Oktoberfest is a 16- to 18-day festival held each year in Munich, Bavaria, Germany, running from late September to the first weekend in October. It is one of the most famous events in Germany and the world’s largest fair, with more than five million people attending every year. Oktoberfest is an important part of Bavarian culture. Other cities across the world also hold Oktoberfest celebrations, modelled after the Munich event.
New Orleans Mardi Gras, Louisiana
This festival occurs on the day before Ash Wednesday or the first day of Lent. Mardi Gras (‘Fat Tuesday’ in English) in New Orleans, Louisiana, is a carnival celebration well-known throughout the world. The New Orleans Carnival season, with roots in preparing for the start of the Christian season of Lent, starts after Twelfth Night, on Epiphany (January 6). It is a season of parades, balls (some of them masquerade balls) and king cake parties.
Coachella Valley Music and Arts Festival, California
The Coachella Valley Music and Arts Festival is an annual music and arts festival held at the Empire Polo Club in Indio, California, located in the Inland Empire’s Coachella Valley, in the Colorado Desert. It is one of the largest, most famous, and most profitable music festivals in the United States. The event features many genres of music, including alternative rock, hip hop, and electronic music, as well as large sculptural art. The dates for the next festival would be between April1 13 and 22, 2018.
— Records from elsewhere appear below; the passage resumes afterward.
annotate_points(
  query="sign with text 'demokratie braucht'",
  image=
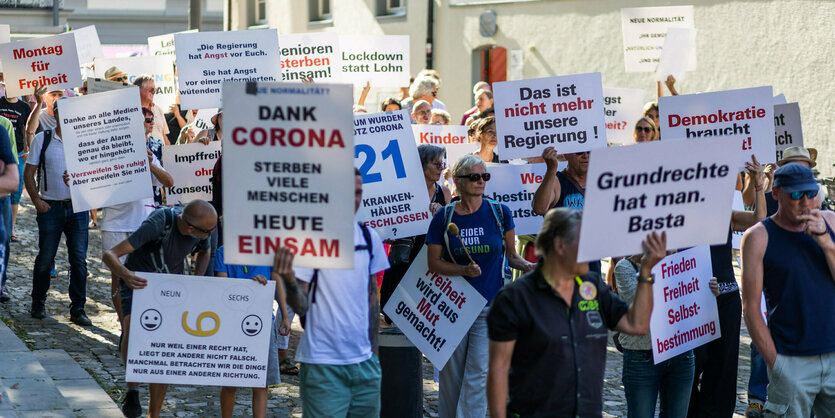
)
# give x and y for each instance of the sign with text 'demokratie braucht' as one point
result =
(681, 187)
(290, 182)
Glastonbury Festival, England
Glastonbury Festival is a five-day festival of contemporary performing arts that takes place near Pilton. Somerset is the largest green field open-air music and performing arts festival in the world. Regarded as a major event in British culture, the festival is inspired by the ethos of the hippie, counterculture, and free festival movements. The festival is best known for its contemporary music, but also features dance, comedy, theatre, circus, cabaret and many other arts.
Rio Carnival, Brazil
The Carnival in Rio de Janeiro is a festival held every year before Lent and considered the biggest carnival in the world with two million people per day on the streets. The first festivals of Rio date back to 1723. The typical Rio carnival parade is filled with revellers, floats, and adornments from numerous samba schools which are located in Rio (more than 200). Some of the most famous events of Rio Carnival are ticketed events.
Sydney New Year’s Eve, Australia
Sydney New Year’s Eve is an annual multi-tiered event held every New Year’s Eve over Sydney Harbour, centering on the Sydney Harbour Bridge in Australia. Its main features are two pyrotechnic displays, the “9pm Family Fireworks” and the “Midnight Fireworks”, both of which are televised nationally with the latter televised around the world. Synchronised to a soundtrack, the fireworks explode off the arches, catwalk and roadway of the Sydney Harbour Bridge, and also the city buildings. The barge in front of the bridge features occasionally during the show to synchronise with the bridge’s fireworks. The closing sequence of the show features the bridge before all firing points explode in an “all-white” finale.
Edinburgh Fringe Festival, Scotland
The Edinburgh Festival Fringe is the world’s largest arts festival, which in 2016 spanned 25 days and featured 50,266 performances of 3,269 shows in 294 venues. It was established in 1947 as an alternative to the Edinburgh International Festival and it takes place annually in Edinburgh, Scotland, in the month of August. It is an open-access performing arts festival, with no selection committee and anyone may participate, with any type of performance. The programme categorises shows into sections like theatre, comedy, dance, circus, cabaret, musicals to name a few.
Wakakusa Yamayaki, Japan
The name of the festival literally translates as ‘The Mountain Roast’ and is celebrated on the fourth Saturday of January every year. The dead grass on the hillside of Mount Wakakusayama is set ablaze after an epic fireworks display. There are two theories of the evolution of the festival. The first claims that the burning of the mountainside began during boundary conflicts between Nara’s great temples, while another claims the fires were used to drive away wild boars. Once set ablaze, the mountain can burn for up to an hour and because of the mountain’s elevation it can be seen from anywhere in the city.
La Tomatina Festival, Spain
La Tomatina is a festival that is held in the Valencian town of Buñol, a town located in the east of Spain, some 30 km from the Mediterranean, in which participants throw tomatoes and get involved in a tomato fight purely for entertainment purposes. Since 1945, it has been held on the last Wednesday of August, during the week of festivities of Buñol. Usually the fight lasts for an hour, after which the town square is liberally covered with tomato debris. Fire trucks then hose down the streets and participants often use hoses that locals provide to remove the tomatoes from their bodies.
Bordeaux Wine Festival, France
This festival, organised by the town of Bordeaux, is an opportunity for fans of fine wine, good food and culture to enjoy a great festive moment. It will be a celebration of the senses on the largest square in Europe, right on the banks of the Garonne. The riverbanks and the Esplanade des Quinconces welcome more than 3,00,000 gastronomers throughout the four-day event held in June.